В переполненном зале Парижской консерватории присутствовали даже члены
королевской семьи. «Это был наиболее крупный успех, какой я когда-либо имел»,
«меня сокрушили криками, слезами, аплодисментами, всем», — писал
композитор. В числе зрителей был Рихард Вагнер, признавшийся, что рядом с
Берлиозом почувствовал себя школьником.
Для своей третьей симфонии Берлиоз фактически изобрел
новый жанр, обозначив его как «драматическая симфония с хорами и вокальными
соло». В предисловии к партитуре он объяснял, что пение, возникающее в начале,
должно подготовить к восприятию последующих сцен, где сюжет и чувства
персонажей выражены средствами оркестра. Ромео и Джульетта — образы исключительно
симфонические; отказ от вокальных дуэтов Берлиоз мотивировал тем, что хотел «придать
фантазии свободу, которую определенный смысл спетого слова не может ей
предоставить» и говорить на оркестровом языке — «более богатом, более
разнообразном, менее сдержанном и благодаря своей неопределенности — неизмеримо
более могущественном».
Либретто основано на пьесе Шекспира в редакции Дэвида
Гаррика: в ней Джульетта просыпается до того, как умирает Ромео. Берлиоз и поэт
Эмиль Дешан не следуют за сюжетом буквально, в центре их внимания — события
первого и последнего актов трагедии, которые представлены очень подробно: о них
то рассказывается, то они оживают в драматических сценах, то воплощаются
средствами оркестра.
Партитуру «Ромео и Джульетты» отличает исключительная
виртуозность оркестрового письма. Вокальные силы Берлиоз использует экономно,
лишь в финале представляя их во всей мощи. Стилистические нити от этой симфонии
тянутся в прошлое — к Бетховену, и в будущее — к Вагнеру. От Бетховена Берлиоз
усвоил само понимание программной музыки, которая может быть выразительной, не
будучи наивной, приемы симфонических скерцо и эффектного хорового финала —
связь «Ромео и Джульетты» с Девятой симфонией очевидна. Изобретательно
используя лейттемы, Берлиоз закладывал основу лейтмотивной системы Вагнера.

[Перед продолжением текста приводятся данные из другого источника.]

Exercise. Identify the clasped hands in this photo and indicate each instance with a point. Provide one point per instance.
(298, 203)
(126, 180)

Последний любил и хорошо знал «Ромео и Джульетту», ставшую прямой
предшественницей «Тристана и Изольды» (не случайно возникло родство между
первыми тактами оперы с началом второй части симфонии). В 1860 году Вагнер
отправил Берлиозу опубликованную партитуру «Тристана» с надписью: «Великому
и дорогому автору “Ромео и Джульетты” от благодарного автора “Тристана и
Изольды”».
Симфонию можно поделить на три раздела; каждый состоит из
нескольких эпизодов с развернутыми подзаголовками, а общая структура напоминает
скорее ораторию, чем симфонию. Здесь Берлиоз вновь раздвинул границы
возможностей современного ему оркестра — с точки зрения программных
возможностей, красочности и виртуозности оркестрового письма. И хотя эти слова
можно отнести к большей части музыки Берлиоза, они особенно справедливы в
отношении «Ромео и Джульетты», написанной на пике его сил и творческих амбиций.

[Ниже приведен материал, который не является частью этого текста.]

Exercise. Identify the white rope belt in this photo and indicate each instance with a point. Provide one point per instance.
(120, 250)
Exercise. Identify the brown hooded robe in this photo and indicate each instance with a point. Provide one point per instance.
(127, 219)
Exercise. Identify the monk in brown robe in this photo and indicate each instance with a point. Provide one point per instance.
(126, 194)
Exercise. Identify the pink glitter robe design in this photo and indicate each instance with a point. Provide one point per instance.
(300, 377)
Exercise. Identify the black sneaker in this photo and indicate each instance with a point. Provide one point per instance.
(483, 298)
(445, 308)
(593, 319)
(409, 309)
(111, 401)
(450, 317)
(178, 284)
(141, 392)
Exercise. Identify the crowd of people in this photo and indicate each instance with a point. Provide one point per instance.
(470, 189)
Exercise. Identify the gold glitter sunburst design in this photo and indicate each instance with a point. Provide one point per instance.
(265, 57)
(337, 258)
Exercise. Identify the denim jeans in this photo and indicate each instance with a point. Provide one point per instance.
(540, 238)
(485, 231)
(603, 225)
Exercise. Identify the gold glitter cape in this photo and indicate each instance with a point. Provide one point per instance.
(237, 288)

«Ромео и Джульетта» — самый совершенный образец синтеза
оперной и симфонической музыки в творчестве Берлиоза и одно из лучших его
произведений. Яркие симфонические «декорации» этого сочинения превосходят
многие оперы. Берлиоз очень любил эту симфонию и в мемуарах называл «Сцену
любви» (Adagio) своим самым любимым произведением.
Однако его брак с «Джульеттой» не принес счастья. Развод
был невозможен; через 10 лет после свадьбы супруги просто разъехались, а
композитор продолжал обеспечивать тяжело больную Генриетту вплоть до ее смерти
в 1854 году. И хотя Гектор теперь мог жениться снова (долгие отношения уже связывали
его с певицей Марии Ресио), в мемуарах он писал: «Я не в силах передать муки
моего сердца, причиненные этой потерей... Наряду с сожалением об этой угасшей
любви, во мне рождалось стремление раствориться в неизмеримой, страшной,
необъятной и неиссякаемой жалости, которая подавляла меня вместе с
воспоминаниями о несчастьях моей бедной Генриетты». И восклицал: «Шекспир! Шекспир!.. Лишь он один может пожалеть нас
обоих, двух несчастных артистов, любящих и терзающих один другого. Шекспир!
Шекспир!.. Это ты — отец сущий на небеси, если только есть оно, небо».
Получив
семейное место на кладбище, Берлиоз распорядился перенести туда прах бывшей
возлюбленной, и сегодня они — Берлиоз и две его супруги — покоятся там вместе.